Sexpress
Seductively fast s-expression parser.
A basic parser for s-expressions that can handle quotes, metaquotes/unquote/ unquote-splicing, strings, atoms, chars and numbers (64-bit by default but you can plug in bignums if you like). It doesn't currently handle complex escape sequences, it only allows escaping double quotes, backslashes and newlines and fails on anything else. In general it should parse any scheme code that doesn't use syntax objects or vectors.

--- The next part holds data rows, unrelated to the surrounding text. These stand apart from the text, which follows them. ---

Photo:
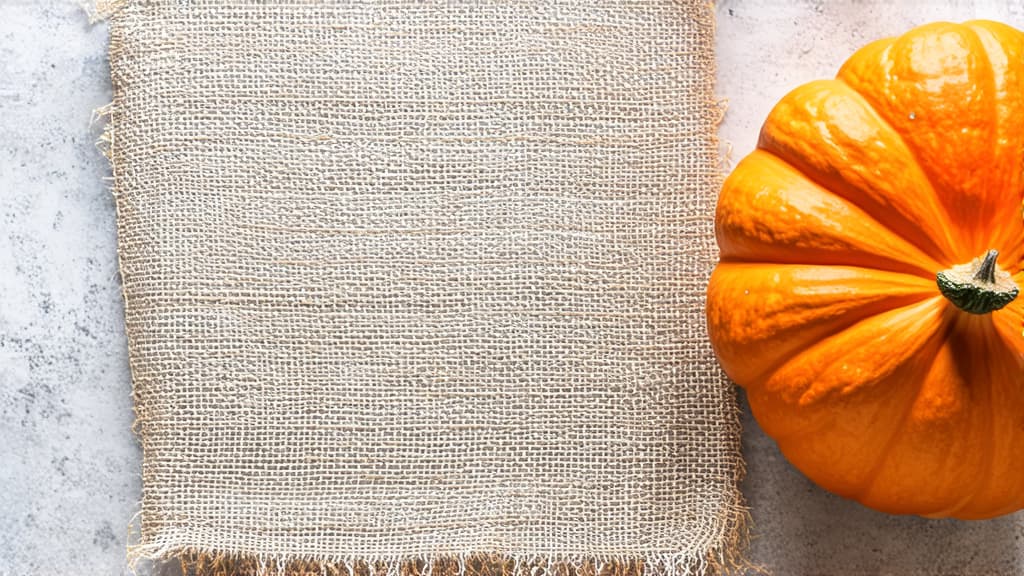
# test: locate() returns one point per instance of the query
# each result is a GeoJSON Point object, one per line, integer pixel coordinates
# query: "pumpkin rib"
{"type": "Point", "coordinates": [948, 241]}
{"type": "Point", "coordinates": [963, 209]}
{"type": "Point", "coordinates": [778, 136]}
{"type": "Point", "coordinates": [992, 36]}
{"type": "Point", "coordinates": [888, 453]}
{"type": "Point", "coordinates": [868, 292]}
{"type": "Point", "coordinates": [866, 193]}
{"type": "Point", "coordinates": [738, 207]}
{"type": "Point", "coordinates": [803, 413]}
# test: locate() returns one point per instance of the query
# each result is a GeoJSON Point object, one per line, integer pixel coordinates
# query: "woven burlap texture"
{"type": "Point", "coordinates": [414, 285]}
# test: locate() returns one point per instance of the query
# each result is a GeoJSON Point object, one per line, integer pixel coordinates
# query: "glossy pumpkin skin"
{"type": "Point", "coordinates": [824, 305]}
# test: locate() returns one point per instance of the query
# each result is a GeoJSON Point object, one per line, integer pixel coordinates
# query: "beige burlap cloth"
{"type": "Point", "coordinates": [417, 287]}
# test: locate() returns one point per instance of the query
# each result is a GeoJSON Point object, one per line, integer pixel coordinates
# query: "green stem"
{"type": "Point", "coordinates": [979, 286]}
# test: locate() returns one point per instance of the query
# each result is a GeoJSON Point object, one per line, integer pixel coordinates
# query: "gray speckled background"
{"type": "Point", "coordinates": [69, 462]}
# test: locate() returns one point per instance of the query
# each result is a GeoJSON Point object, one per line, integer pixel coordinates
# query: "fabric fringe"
{"type": "Point", "coordinates": [212, 563]}
{"type": "Point", "coordinates": [103, 9]}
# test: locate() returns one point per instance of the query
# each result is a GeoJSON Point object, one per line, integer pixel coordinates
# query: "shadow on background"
{"type": "Point", "coordinates": [800, 529]}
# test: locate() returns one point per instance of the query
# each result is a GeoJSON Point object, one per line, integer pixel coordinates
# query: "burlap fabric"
{"type": "Point", "coordinates": [418, 286]}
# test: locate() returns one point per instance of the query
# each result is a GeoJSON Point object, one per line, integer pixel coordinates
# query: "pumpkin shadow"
{"type": "Point", "coordinates": [800, 529]}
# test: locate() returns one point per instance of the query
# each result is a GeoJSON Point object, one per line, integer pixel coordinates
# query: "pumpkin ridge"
{"type": "Point", "coordinates": [939, 250]}
{"type": "Point", "coordinates": [887, 262]}
{"type": "Point", "coordinates": [932, 346]}
{"type": "Point", "coordinates": [1017, 253]}
{"type": "Point", "coordinates": [946, 248]}
{"type": "Point", "coordinates": [849, 318]}
{"type": "Point", "coordinates": [811, 395]}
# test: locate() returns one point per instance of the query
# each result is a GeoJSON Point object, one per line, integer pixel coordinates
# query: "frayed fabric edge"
{"type": "Point", "coordinates": [102, 9]}
{"type": "Point", "coordinates": [195, 562]}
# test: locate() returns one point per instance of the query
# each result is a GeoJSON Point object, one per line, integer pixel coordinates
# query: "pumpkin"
{"type": "Point", "coordinates": [866, 295]}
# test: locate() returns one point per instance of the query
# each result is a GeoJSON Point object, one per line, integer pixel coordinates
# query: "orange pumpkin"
{"type": "Point", "coordinates": [871, 249]}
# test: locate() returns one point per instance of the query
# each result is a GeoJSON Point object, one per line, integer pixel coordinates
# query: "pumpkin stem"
{"type": "Point", "coordinates": [979, 286]}
{"type": "Point", "coordinates": [986, 272]}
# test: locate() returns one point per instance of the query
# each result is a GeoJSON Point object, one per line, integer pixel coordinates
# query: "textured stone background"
{"type": "Point", "coordinates": [69, 462]}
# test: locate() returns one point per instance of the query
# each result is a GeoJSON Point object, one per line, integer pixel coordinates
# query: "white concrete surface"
{"type": "Point", "coordinates": [69, 463]}
{"type": "Point", "coordinates": [765, 48]}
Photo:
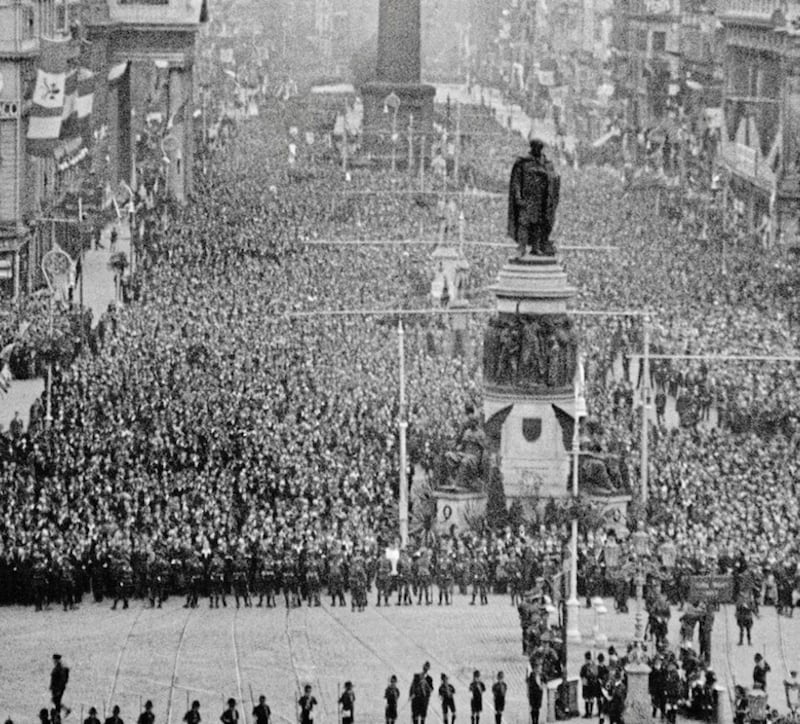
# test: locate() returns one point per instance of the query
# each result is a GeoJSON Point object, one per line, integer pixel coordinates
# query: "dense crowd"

Almost everything is done in-place and no allocation is done if possible. All
elements are stored in an arena so allocation is simply bumping a pointer for
most cases. Strings and symbols are just references to the input array where
possible (notably, we must allocate when the array uses backslash escapes,
although if we took a mutable array as input we could get away with mutating
in-place). Lists are stored as a pair, with the first element being all list
elements except the last one and the second element being the cdr of the
innermost cons cell. For example, (1 2 3 4 5) is equivalent to (1 . (2 . (3 . (4 . (5 . ()))))), but is stored as ([1, 2, 3, 4, 5], nil), and (1 2 . 3)

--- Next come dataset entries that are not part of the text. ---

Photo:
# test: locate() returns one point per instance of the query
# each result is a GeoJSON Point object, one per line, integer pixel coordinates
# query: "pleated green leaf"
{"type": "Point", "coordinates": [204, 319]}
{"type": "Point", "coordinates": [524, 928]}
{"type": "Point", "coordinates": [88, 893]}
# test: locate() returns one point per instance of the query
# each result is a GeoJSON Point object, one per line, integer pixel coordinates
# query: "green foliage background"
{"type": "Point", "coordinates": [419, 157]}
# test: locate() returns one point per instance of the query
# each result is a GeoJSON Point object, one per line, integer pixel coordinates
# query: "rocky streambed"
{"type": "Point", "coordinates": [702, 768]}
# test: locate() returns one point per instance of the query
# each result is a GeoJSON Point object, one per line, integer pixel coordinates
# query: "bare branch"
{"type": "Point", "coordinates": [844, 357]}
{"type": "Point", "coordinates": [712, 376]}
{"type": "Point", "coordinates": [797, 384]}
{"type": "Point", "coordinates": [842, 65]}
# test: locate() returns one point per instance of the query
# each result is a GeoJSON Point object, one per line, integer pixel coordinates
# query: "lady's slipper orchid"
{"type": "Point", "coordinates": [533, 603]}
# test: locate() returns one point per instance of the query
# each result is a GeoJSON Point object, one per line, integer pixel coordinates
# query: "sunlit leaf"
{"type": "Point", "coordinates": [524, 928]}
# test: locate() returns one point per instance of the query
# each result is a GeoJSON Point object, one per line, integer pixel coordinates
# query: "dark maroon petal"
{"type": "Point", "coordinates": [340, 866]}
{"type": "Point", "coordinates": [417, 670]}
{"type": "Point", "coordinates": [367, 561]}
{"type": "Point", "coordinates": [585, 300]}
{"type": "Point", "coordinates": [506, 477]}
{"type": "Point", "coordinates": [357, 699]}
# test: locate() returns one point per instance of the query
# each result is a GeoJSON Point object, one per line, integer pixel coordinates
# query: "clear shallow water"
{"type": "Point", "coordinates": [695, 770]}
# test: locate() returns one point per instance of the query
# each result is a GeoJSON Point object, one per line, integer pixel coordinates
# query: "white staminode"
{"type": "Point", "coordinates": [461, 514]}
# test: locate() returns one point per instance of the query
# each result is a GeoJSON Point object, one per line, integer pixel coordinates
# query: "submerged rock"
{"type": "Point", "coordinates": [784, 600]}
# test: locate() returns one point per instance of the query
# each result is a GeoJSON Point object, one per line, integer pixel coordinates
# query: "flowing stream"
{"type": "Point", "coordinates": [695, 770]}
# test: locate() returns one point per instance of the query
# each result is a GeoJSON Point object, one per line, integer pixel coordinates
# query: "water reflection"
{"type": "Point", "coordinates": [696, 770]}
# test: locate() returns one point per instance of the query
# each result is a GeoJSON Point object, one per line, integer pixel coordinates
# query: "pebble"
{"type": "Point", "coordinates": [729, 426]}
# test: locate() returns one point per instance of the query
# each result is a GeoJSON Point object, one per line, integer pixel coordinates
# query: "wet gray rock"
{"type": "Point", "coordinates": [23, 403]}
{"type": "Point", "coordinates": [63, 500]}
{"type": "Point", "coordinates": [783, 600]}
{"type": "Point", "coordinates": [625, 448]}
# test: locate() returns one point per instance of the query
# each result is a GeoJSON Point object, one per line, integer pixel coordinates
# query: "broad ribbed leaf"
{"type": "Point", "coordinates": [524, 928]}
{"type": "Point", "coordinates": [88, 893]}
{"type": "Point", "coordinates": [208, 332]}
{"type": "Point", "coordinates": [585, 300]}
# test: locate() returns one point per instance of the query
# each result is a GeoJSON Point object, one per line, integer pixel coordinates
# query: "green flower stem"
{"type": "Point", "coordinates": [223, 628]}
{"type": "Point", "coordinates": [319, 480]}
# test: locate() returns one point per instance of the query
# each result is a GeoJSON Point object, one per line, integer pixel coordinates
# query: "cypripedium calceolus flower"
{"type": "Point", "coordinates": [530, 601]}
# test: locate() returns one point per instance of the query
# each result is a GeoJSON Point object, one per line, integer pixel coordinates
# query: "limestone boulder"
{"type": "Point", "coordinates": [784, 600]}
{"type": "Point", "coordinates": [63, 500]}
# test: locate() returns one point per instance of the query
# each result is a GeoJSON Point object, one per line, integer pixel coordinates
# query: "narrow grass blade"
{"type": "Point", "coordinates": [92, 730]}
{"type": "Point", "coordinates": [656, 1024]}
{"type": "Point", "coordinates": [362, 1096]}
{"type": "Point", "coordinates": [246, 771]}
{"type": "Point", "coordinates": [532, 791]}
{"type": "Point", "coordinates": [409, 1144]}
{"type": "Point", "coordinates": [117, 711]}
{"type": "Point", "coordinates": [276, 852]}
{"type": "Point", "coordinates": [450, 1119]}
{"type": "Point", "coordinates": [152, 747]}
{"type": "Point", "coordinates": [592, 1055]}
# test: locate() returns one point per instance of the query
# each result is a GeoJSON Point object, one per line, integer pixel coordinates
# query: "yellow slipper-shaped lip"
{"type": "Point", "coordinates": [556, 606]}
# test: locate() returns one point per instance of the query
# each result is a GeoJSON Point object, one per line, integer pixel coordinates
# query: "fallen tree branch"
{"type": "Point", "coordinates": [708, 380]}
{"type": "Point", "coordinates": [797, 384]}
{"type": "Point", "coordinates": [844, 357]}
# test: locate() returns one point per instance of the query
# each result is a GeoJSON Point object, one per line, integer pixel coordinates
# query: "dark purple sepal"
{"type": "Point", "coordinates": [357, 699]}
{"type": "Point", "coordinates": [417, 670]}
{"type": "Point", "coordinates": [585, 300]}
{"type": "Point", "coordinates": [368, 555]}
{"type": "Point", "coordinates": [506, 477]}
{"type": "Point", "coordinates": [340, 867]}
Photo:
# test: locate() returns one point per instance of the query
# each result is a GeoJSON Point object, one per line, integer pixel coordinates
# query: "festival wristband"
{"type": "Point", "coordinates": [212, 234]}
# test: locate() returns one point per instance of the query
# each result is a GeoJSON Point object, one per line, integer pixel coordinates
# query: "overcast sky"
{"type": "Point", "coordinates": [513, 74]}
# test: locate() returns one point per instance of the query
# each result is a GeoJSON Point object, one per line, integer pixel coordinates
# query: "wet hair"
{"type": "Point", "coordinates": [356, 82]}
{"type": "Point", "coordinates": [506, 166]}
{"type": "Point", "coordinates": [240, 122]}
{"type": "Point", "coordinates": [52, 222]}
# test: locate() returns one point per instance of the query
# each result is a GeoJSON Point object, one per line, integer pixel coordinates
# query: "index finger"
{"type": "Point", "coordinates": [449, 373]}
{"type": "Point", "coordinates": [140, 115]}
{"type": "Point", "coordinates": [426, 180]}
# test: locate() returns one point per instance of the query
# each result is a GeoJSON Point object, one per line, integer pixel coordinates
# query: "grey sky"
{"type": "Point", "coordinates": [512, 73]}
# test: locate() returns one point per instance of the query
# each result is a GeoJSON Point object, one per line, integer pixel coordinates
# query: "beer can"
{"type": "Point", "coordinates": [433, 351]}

is equivalent to (1 . (2 . 3)) but is stored as ([1, 2], 3). This gives
excellent cache efficiency and reduces the load on the allocator compared to a
linked list. The array is built in a SmallVec before being copied onto the
heap, so lists of a size up to 16 are built on the stack instead of the heap.

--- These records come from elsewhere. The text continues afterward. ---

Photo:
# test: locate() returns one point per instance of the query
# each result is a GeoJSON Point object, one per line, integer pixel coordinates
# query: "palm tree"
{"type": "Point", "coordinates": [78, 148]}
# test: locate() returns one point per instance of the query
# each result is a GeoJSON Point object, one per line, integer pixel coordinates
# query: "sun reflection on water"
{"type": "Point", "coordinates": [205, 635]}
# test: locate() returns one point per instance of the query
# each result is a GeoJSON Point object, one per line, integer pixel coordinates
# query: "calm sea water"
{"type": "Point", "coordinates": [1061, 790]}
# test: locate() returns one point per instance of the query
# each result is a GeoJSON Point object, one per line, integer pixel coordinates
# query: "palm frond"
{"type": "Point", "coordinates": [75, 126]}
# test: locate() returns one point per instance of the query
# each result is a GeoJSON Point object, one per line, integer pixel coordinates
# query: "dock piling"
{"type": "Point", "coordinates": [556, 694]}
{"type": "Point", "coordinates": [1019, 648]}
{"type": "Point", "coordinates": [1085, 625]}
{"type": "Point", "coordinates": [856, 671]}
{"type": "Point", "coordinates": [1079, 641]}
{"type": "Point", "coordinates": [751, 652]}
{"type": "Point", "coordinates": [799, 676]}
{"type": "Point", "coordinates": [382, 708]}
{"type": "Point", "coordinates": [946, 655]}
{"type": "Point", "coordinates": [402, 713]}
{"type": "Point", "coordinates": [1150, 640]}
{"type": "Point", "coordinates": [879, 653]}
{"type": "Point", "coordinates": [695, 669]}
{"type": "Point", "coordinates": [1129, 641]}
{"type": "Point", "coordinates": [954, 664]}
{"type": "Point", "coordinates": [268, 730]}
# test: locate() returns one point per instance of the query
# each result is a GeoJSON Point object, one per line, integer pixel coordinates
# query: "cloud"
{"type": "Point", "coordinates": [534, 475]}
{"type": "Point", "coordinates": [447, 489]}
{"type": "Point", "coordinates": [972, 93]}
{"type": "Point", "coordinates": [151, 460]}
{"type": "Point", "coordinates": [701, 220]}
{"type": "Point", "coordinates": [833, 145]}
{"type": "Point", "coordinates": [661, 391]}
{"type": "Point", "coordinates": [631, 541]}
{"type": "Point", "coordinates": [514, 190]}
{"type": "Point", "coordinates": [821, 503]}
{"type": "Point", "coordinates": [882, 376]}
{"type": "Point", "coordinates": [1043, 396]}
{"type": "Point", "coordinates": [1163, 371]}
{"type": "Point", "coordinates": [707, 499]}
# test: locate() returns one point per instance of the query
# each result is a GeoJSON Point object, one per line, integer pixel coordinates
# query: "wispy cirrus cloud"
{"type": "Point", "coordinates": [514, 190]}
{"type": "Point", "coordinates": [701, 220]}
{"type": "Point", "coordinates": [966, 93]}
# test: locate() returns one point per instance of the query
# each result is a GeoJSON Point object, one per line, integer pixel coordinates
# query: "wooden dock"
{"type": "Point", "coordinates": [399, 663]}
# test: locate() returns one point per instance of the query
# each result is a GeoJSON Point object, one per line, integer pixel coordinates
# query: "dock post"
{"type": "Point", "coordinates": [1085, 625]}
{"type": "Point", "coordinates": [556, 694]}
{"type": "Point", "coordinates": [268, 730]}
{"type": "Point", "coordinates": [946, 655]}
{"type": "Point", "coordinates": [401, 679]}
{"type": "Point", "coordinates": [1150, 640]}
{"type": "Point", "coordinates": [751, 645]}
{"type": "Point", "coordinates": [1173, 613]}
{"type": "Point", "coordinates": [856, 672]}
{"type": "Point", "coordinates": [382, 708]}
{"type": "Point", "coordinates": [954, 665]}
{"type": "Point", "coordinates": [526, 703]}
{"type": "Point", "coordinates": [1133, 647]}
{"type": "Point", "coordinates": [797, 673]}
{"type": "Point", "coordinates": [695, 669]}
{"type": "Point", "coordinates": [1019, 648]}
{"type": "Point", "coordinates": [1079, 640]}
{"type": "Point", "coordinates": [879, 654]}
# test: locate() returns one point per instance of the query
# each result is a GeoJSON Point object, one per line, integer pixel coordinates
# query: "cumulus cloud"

Another alternative would be to have a single Vec that gets reused, which
would give better worst-case performance, but it's more complexity for unsure
gain.
The throughput of the parser is approximately 130mb/s when reading from memory, the only other s-expression parser that I could find that prided itself on speed and that also had comparable benchmarks (the also-filthily-named sexpistol) reached 4.1mb/s.